When registering with a web portal, social network or search engine, privacy is always a concern since the companies one registers with are tracking large chunk of your online activity and lifestyle choices; especially as companies such as MySpace, Yahoo and Google try harder and harder to emulate life in their online offerings.
Recently Yahoo and Google have come under the privacy microscope due to their compliance or reluctance to work with world governments who are attempting to use such private data to prevent illegal activities. One such company to recently get a lot of press as the most recent massive search media company acquisition is YouTube. And yes, YouTube is not operating without privacy controversies itself.
YouTube complied with a court order to turn over such private information to Paramount Pictures. MarketWatch reports:
YouTube’s actions in response to a subpoena it received in May show that it has been keeping tabs on users who post copyrighted material to its site — and in one case shared the name of a user with lawyers from a Hollywood film studio.
On May 24, lawyers for Viacom Inc.’s Paramount Pictures convinced a federal judge in San Francisco to issue a subpoena requiring YouTube to turn over details about a user who uploaded dialog from the movie studio’s “Twin Towers,” according to a copy of the document.
YouTube promptly handed over the data to Paramount, which on June 16 sued the creator of the 12-minute clip, New York City-based filmmaker Chris Moukarbel, for copyright infringement, in federal court in Washington.
In order to protect itself and its users, YouTube is now signing content distribution deals with major labels and entertainment studios which will let its users edit footage and upload copyright protected music to their videos.

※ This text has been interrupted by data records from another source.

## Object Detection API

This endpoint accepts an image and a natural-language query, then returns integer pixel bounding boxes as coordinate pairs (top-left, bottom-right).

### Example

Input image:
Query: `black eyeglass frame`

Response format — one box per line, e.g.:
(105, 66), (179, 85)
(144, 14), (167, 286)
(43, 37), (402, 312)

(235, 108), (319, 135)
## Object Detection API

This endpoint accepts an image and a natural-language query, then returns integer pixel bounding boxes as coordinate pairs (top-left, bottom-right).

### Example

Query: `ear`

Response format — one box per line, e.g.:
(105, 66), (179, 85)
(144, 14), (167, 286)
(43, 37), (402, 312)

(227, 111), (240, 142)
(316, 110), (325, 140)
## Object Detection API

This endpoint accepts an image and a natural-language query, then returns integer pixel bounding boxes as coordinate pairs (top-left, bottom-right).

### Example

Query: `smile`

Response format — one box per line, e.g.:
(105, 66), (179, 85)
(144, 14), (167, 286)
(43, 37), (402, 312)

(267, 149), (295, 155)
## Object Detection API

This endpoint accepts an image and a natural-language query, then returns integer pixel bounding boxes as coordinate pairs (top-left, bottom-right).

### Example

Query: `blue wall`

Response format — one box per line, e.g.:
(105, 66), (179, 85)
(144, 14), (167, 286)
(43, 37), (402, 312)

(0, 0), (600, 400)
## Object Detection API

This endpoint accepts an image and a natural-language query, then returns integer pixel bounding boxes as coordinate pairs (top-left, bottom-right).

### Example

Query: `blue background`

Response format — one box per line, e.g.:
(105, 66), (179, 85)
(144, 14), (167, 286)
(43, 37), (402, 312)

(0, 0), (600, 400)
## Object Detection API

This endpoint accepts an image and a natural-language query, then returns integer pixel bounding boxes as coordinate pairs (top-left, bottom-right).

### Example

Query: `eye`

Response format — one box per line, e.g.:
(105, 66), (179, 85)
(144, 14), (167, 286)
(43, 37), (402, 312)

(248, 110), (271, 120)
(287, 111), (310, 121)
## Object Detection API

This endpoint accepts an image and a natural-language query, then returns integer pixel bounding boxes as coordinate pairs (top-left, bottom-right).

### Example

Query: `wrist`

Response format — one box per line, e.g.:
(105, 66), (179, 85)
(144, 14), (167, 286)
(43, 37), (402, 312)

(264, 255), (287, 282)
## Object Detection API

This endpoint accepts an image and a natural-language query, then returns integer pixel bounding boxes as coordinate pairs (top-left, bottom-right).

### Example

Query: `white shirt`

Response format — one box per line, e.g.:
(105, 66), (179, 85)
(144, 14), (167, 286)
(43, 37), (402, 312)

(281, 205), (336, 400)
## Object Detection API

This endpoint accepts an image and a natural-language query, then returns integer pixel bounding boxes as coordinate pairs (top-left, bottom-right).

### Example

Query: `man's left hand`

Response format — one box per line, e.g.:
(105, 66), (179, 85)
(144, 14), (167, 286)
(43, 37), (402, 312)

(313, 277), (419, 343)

But after the Google acquisition and this lawsuit, one has to wonder if the rougue filmmakers on the circuit who enjoy splicing copyrighted material into their pieces will ditch YouTube for another company. This quote may, infact, mirror the indset of that said subculture : ‘I was happy to utilize YouTube when it was still not clearly established. It felt a bit utopian, even though the days for that were clearly numbered.’ – Chris Moukarbel
Perhaps such an exodus from YouTube will be a blessing in disguise for the soon to be Google company, which surely does not need anymore legal headaches.